Ferrofluid, as described here in greater detail, is a suspension of iron oxide nanoparticles that are so small, that they align themselves immediately with an applied magnetic field (superparamagnetism). This results in a spiky pattern that gives an indication of the position of magnetic field lines, which I like to refer to as the ‘hedgehog’.

If you inject a water based paint into the ferrofluid, when a magnet is held on the other side, you will be able to form domains of colour suspended in the fluid – as seen above.

Academic Peer Review

What is the difference between online content and journal publications, when it comes to science?

The majority of published academic work will go through what is known as a ‘Peer Review Process’. The idea behind this is to provide quality control by having experts question the scientific method employed, the analysis of data obtained, and the arguments put forward to explain what is happening. This largely acts as a ‘fact-checking’ step in the publication process.

For a typical publication, a manuscript will be drafted and sent to the editors of a journal. These can either be employed, full time editors (such as at Nature or Science), volunteers from the academic community (such as most Conference proceedings), or a combination of both (e.g. European Physics Letters).

The manuscript will first be checked for a minimum standard (this varies between journals), and then sent out to experts in the international community who volunteer their time to perform these peer reviews.

The result of such peer review is normally one of the following:

  1. Acceptance – the article may require small changes, but is otherwise accepted for publication.
  2. Rejection – the article is not of sufficient quality or interest for the particular journal and is recommended to be published elsewhere.
  3. Respond to reviewers – the peer review process has identified potential questions or weaknesses in the manuscript. There are specific changes or questions that need to be addressed after which the manuscript will go through a second round of peer review and either accepted or rejected.

Open access publishing

Historically, scientific publications have fallen under the ‘subscription’ model, where an individual or their employer/institution paid a fee to access journal articles. You will have probably seen this if you ever tried to find a journal article whilst at home.

There has in recent years been a push from the academic community as well as some  Governments away from this model, so that the research is more readily available. This is where open access publishing comes in.
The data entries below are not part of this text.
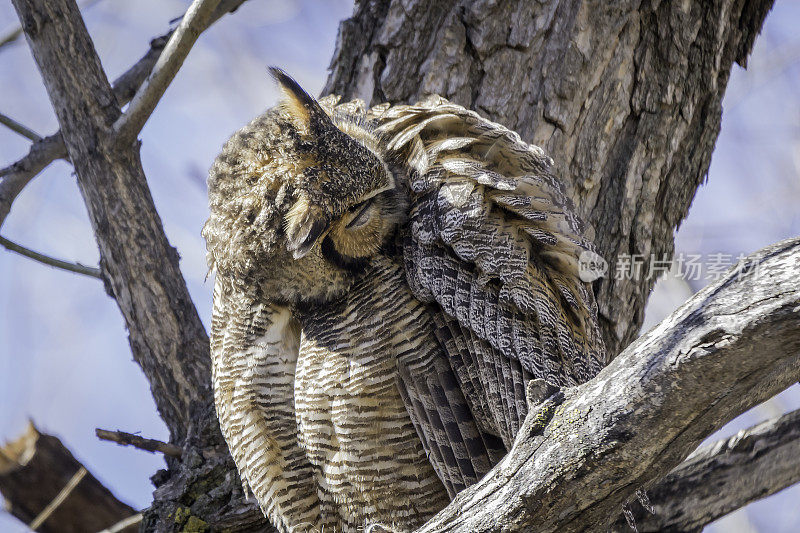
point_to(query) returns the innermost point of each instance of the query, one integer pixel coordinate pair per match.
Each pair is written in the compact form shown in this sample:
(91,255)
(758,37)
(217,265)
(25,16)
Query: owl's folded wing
(254,348)
(494,243)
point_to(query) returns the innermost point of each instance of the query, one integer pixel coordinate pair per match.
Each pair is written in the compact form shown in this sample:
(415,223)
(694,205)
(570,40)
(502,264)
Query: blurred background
(65,362)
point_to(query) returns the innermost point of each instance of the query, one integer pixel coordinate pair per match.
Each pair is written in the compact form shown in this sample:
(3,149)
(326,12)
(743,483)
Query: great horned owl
(387,282)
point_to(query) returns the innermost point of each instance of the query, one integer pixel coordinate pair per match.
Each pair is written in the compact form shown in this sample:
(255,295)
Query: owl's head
(301,198)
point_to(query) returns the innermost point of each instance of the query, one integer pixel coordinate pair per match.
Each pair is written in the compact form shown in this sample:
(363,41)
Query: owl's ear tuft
(305,225)
(302,107)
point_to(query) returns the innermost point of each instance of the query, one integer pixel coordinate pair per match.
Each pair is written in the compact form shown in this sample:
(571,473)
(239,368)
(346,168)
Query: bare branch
(146,98)
(44,486)
(122,525)
(13,34)
(721,477)
(15,126)
(129,439)
(733,345)
(47,260)
(15,177)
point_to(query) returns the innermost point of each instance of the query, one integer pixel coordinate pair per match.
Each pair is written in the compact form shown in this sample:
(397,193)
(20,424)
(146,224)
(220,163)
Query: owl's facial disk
(348,202)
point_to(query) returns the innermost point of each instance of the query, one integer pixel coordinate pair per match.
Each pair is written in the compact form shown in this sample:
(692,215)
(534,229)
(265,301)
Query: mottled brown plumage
(387,282)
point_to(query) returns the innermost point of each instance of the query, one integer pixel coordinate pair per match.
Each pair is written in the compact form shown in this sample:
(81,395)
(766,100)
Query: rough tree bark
(625,96)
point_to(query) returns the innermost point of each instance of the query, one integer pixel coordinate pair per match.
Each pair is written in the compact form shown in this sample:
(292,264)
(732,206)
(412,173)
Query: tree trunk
(35,469)
(625,96)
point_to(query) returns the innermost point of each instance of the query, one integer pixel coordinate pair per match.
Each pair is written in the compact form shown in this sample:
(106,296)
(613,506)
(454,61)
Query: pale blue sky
(64,357)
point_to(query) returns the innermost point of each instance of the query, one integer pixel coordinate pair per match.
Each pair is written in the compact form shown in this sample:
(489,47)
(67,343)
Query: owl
(387,282)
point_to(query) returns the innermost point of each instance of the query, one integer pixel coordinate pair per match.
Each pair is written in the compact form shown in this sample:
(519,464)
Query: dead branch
(733,345)
(15,177)
(192,24)
(19,128)
(724,476)
(129,439)
(50,261)
(51,491)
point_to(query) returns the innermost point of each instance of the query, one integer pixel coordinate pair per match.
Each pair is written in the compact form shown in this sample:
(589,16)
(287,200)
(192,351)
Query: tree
(626,98)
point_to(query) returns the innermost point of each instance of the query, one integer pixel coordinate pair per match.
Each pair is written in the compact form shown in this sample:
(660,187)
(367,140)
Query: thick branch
(733,345)
(722,477)
(138,264)
(39,483)
(625,96)
(15,177)
(146,98)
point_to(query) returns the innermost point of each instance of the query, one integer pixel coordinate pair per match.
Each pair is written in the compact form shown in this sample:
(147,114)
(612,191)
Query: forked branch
(733,345)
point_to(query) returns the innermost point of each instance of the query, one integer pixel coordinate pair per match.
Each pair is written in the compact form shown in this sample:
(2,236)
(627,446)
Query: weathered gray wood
(14,178)
(624,96)
(141,273)
(722,477)
(735,344)
(35,468)
(139,266)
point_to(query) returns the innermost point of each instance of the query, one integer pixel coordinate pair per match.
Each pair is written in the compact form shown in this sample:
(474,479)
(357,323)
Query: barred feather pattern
(411,386)
(254,347)
(370,370)
(494,241)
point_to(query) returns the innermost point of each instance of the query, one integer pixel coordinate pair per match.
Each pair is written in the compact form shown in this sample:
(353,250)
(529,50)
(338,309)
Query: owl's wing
(254,348)
(494,243)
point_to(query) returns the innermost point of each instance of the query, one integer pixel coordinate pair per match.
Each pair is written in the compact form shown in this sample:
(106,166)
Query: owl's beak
(302,243)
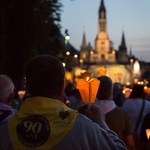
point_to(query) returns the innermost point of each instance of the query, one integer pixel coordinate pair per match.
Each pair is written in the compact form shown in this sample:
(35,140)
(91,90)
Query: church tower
(122,53)
(103,52)
(84,52)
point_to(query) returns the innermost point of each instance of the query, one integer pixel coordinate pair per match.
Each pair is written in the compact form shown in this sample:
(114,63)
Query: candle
(88,89)
(148,133)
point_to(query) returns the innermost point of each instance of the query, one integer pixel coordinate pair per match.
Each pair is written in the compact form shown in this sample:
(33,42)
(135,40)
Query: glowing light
(148,133)
(68,53)
(75,56)
(136,67)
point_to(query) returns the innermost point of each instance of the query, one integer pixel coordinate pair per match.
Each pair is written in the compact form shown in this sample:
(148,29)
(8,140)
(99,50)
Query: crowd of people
(45,121)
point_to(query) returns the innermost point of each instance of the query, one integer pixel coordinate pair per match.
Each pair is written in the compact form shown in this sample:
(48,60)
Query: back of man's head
(45,76)
(105,89)
(6,88)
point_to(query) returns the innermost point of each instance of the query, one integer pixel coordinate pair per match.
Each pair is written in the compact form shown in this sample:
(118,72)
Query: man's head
(6,89)
(105,89)
(45,76)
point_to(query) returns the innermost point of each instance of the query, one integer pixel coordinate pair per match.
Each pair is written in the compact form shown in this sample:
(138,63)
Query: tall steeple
(122,46)
(102,10)
(84,46)
(102,17)
(102,53)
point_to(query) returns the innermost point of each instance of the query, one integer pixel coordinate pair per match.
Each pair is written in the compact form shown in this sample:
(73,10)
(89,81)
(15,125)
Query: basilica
(103,59)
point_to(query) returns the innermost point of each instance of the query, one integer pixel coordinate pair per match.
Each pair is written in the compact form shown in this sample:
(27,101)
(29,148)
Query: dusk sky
(130,16)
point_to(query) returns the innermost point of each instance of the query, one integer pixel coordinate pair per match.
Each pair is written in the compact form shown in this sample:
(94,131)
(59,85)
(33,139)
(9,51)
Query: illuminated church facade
(104,59)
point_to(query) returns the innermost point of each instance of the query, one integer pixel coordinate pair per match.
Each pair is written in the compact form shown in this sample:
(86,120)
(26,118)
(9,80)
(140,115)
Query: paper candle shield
(88,89)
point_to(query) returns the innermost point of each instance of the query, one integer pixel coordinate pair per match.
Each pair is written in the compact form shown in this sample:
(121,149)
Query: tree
(28,28)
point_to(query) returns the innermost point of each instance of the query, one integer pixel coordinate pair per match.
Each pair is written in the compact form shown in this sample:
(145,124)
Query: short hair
(44,76)
(6,87)
(105,88)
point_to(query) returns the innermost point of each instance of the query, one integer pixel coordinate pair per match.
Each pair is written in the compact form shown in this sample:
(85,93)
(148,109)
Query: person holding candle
(6,96)
(44,122)
(116,117)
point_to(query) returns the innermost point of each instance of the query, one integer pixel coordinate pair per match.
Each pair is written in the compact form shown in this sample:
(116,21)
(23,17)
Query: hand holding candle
(88,89)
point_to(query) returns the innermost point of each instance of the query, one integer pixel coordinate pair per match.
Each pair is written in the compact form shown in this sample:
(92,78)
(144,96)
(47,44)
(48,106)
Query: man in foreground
(116,117)
(44,122)
(6,96)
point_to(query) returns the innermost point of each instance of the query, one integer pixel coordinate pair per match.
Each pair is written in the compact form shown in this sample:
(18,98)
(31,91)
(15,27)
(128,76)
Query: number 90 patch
(33,131)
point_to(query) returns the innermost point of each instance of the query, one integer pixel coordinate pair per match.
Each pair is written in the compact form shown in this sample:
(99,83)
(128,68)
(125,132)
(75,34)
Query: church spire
(123,43)
(83,46)
(122,46)
(102,10)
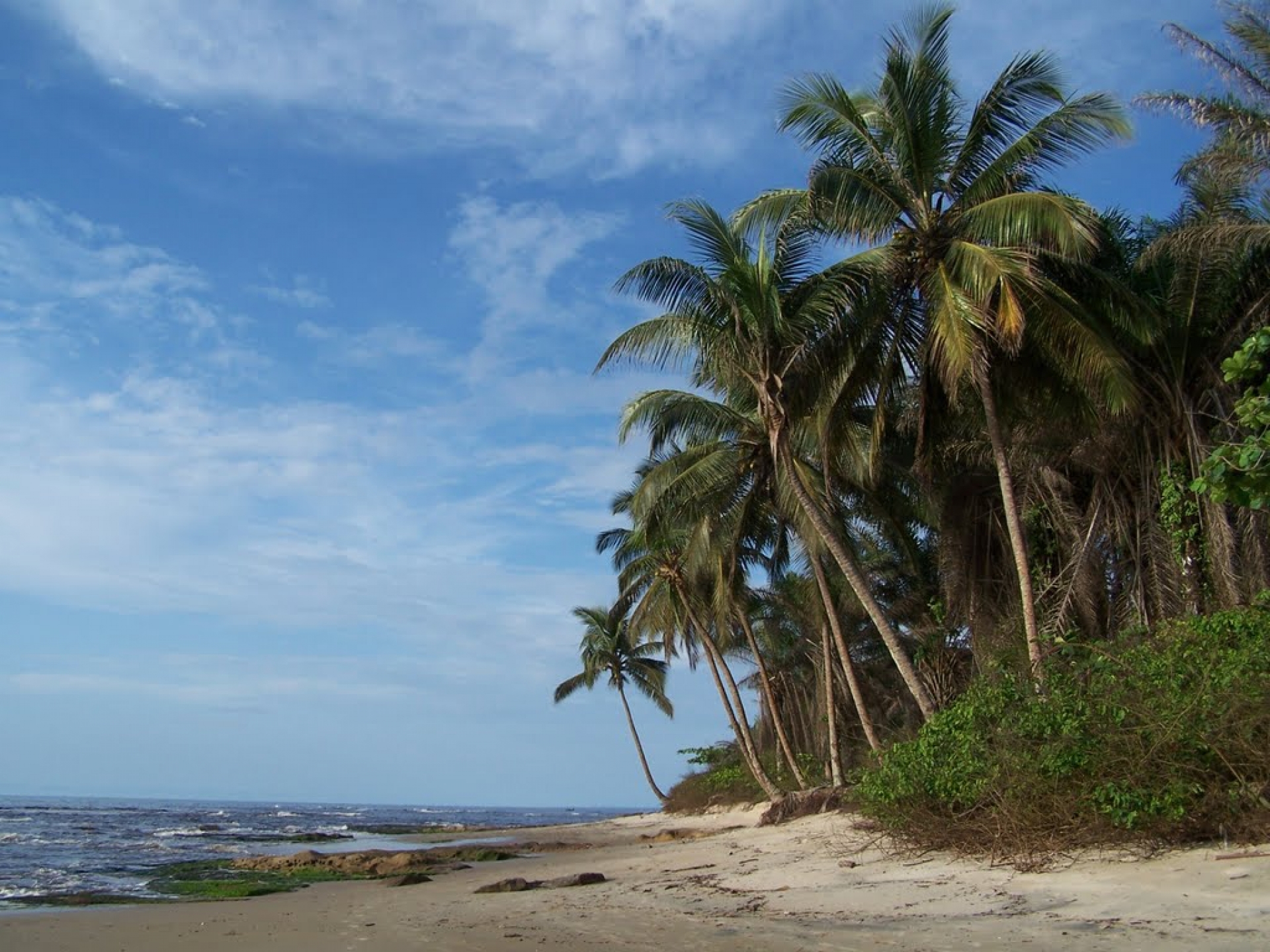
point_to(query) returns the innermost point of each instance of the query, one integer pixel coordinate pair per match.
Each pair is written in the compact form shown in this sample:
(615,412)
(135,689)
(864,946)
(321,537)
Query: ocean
(58,846)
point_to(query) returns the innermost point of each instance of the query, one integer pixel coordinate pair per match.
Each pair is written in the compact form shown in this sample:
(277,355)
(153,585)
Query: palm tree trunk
(831,710)
(733,707)
(1017,543)
(783,740)
(855,578)
(639,748)
(849,668)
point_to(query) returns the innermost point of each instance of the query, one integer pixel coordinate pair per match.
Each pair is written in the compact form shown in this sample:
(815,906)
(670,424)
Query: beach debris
(519,884)
(676,834)
(412,879)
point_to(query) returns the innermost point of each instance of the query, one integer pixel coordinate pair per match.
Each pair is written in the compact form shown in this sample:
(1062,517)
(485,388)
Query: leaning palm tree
(1240,118)
(607,648)
(751,317)
(951,204)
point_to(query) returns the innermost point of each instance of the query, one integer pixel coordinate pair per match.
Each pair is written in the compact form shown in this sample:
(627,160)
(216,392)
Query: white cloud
(150,487)
(302,292)
(515,254)
(613,88)
(605,77)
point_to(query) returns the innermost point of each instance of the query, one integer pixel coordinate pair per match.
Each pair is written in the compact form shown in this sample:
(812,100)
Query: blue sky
(302,459)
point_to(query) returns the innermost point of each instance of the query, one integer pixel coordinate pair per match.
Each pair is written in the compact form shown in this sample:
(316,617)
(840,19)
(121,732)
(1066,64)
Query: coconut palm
(609,649)
(1240,118)
(752,317)
(661,574)
(951,204)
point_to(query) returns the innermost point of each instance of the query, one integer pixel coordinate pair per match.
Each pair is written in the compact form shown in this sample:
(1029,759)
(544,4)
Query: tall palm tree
(751,317)
(722,479)
(661,574)
(951,204)
(609,649)
(1240,118)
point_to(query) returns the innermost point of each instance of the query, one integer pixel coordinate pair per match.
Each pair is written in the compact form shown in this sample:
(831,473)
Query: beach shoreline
(715,881)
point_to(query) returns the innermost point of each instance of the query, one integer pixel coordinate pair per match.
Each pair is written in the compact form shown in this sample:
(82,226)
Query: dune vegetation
(968,479)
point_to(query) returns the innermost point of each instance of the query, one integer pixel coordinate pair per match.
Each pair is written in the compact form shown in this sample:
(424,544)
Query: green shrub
(1161,738)
(723,781)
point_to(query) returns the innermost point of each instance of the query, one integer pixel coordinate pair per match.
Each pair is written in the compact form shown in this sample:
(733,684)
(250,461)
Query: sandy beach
(718,883)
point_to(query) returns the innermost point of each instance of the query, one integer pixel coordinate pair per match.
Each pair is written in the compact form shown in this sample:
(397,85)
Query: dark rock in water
(408,880)
(575,880)
(402,829)
(80,899)
(317,837)
(515,885)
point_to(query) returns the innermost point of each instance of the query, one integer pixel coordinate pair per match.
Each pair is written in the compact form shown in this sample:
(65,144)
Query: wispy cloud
(302,292)
(149,487)
(615,77)
(513,254)
(614,88)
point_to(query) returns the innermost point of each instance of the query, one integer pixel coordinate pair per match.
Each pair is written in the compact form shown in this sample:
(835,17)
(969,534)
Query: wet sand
(719,883)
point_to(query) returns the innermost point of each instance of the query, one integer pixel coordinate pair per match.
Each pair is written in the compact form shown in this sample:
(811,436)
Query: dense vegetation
(982,504)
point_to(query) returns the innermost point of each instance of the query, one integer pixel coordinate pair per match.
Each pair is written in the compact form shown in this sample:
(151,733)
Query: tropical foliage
(1003,451)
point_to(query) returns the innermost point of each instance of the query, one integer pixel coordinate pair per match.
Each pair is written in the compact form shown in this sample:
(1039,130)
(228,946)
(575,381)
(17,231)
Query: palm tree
(1240,120)
(607,648)
(959,229)
(722,479)
(661,574)
(752,317)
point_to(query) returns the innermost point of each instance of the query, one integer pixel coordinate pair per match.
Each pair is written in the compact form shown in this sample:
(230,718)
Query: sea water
(56,846)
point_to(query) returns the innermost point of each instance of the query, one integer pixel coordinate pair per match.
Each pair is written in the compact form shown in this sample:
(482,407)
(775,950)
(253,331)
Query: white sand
(814,884)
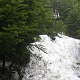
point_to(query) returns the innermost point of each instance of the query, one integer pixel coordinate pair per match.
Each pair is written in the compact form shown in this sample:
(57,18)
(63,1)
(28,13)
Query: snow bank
(54,60)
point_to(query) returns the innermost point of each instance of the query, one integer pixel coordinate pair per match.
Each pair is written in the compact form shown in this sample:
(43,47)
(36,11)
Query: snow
(54,60)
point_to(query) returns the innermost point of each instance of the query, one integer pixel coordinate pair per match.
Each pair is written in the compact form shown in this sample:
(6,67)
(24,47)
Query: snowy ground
(56,61)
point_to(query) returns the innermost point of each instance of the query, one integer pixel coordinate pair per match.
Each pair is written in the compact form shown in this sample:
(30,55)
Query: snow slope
(56,61)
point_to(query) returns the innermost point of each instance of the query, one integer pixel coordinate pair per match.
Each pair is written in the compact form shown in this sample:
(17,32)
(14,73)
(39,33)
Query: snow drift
(58,60)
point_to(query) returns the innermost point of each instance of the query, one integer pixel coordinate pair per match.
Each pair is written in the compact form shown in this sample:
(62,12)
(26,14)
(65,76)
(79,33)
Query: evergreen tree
(20,22)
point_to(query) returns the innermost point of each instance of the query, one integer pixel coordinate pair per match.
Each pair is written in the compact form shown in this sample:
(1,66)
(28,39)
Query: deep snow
(54,60)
In the UK, for example, the Government requires some open access version of every publication that an institution wants to submit to the REF (a regular quality assessment of University research outputs). This can be done in one of 2 ways:

(1) By paying ‘open-access charges’ to the Publisher of any research outputs. There is some money available for this for UK funded research. Charges vary from publisher to publisher, and an also depend on the length and composition of the journal article (for example, whether colour images are included).

(2) By depositing a version of the publication on an institutional repository or archive. This requires some knowledge of the copyright restrictions for each publisher and is usually handled by the institution’s librarians. It is quite common for science articles to be deposited on the ArXiv prior to submission to a publisher for peer review.

The ArXiv

The ArXiv is a server that hosts pre-submitted journal articles. It was established by  Paul Ginsparg, originally at Los Alamos National Laboratory, who later moved to Cornell University. It is currently hosted by Cornell University’s library and is commonly used to quickly disseminate scientific results, especially for research that is moving quickly.

Conflict of interest

Of course some might argue that there is a conflict of interest in these proceedings, as the peer reviewers can be influenced by their own biases. There is often also anecdotal stories of ‘discoveries’ being blocked from publication by a peer reviewer working in the same field who wants to publish first, or who are proponents of alternative theories. This can largely be avoided at the submission stage by identifying specific individuals that may have a conflict of interest.